Review
Copyright ©The Author(s) 2018.
World J Gastroenterol. May 28, 2018; 24(20): 2137-2151
Published online May 28, 2018. doi: 10.3748/wjg.v24.i20.2137
Figure 1
Figure 1 Cytotoxic T lymphocyte-associated protein 4 and programmed cell death-1 biological functions and therapeutic targeting. Cells of the immune system express several surface molecules that are important for immune surveillance and regulation of the immune response.

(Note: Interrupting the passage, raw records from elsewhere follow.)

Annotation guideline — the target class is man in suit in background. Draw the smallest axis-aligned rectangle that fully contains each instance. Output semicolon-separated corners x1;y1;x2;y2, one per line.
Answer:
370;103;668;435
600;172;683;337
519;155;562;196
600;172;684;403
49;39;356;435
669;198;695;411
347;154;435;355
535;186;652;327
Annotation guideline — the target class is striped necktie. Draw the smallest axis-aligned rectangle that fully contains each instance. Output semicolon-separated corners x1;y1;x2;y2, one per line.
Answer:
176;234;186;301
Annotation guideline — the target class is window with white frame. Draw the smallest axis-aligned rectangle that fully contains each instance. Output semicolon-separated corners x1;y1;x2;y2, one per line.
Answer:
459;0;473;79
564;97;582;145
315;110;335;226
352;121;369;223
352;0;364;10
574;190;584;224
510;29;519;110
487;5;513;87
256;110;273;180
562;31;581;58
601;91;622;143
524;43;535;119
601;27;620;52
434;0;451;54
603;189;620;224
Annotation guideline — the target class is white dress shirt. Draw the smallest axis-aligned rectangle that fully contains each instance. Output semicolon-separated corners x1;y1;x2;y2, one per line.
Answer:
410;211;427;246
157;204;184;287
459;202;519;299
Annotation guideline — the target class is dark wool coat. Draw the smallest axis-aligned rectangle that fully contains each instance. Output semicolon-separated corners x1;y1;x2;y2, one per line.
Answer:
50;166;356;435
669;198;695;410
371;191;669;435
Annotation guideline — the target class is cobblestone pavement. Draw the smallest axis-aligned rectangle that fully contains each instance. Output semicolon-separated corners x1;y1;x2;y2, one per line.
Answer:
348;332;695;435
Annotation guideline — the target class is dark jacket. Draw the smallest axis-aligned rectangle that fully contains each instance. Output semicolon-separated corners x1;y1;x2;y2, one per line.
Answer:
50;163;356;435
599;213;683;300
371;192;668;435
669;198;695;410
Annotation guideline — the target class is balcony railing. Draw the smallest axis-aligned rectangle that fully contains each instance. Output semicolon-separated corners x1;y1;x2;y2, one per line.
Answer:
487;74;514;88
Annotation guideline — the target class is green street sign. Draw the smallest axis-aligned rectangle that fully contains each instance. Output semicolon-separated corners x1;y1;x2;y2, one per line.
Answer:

T cell receptor (TCR) is expressed by T cells; it is an antigen-specific molecule that is unique to each T cell clone. Major human compatibility (MHC) molecule is expressed by antigen-presenting cells (e.g., dendritic cell) and display a potential tumor antigen for recognition by the specific TCR. Left panel: When an antigen presented in the context of MHC is recognized by the TCR, interaction of CD28 (expressed by T cell) with B7 (CD80/CD86) molecules provide a co-stimulatory signal leading to T-cell activation. However, depending on the conditions and microenvironment, these T cells can also express various levels of cytotoxic T lymphocyte-associated protein 4 (CTLA-4), a regulatory receptor (immune checkpoint) with a higher binding affinity for B7 than CD28. Therefore, when CTLA-4 is available at the cell surface, it successfully competes for binding with B7, removing the co-stimulatory signal and leading to T-cell downregulation. Tumor cells can then escape the T cell cytotoxic effect (immune evasion). CTLA-4 blockade affects the immune priming phase occurring in the lymph node, by supporting the activation and proliferation of a higher number of effector T cells, regardless of TCR specificity, and by reducing Treg-mediated suppression of T-cell responses. Right panel: T cells also express PD-1 receptor, which has the potential to induce a programmed-death cascade in T cells that mistakenly react to host cells and thereby maintaining self-tolerance. PD-1 ligand, PD-L1, is used by tumor cells to engage the PD-1 receptor and switch off the reaction, inducing immune tolerance to the MHC-presented antigen. PD-L1 can also be expressed by stromal cells (e.g., M2 macrophages). PD-1 blockade works during the effector phase in peripheral tissues (tumor) to restore the immune function of “exhausted” T cells that have been turned off following extended or high levels of antigen exposure. CTLA-4: Cytotoxic T lymphocyte-associated protein 4; DC: Dendritic cell; MHC: Major human compatibility; PD-1: Programmed cell death-1; PD-L1: Programmed death-ligand 1; TCR: T cell receptor.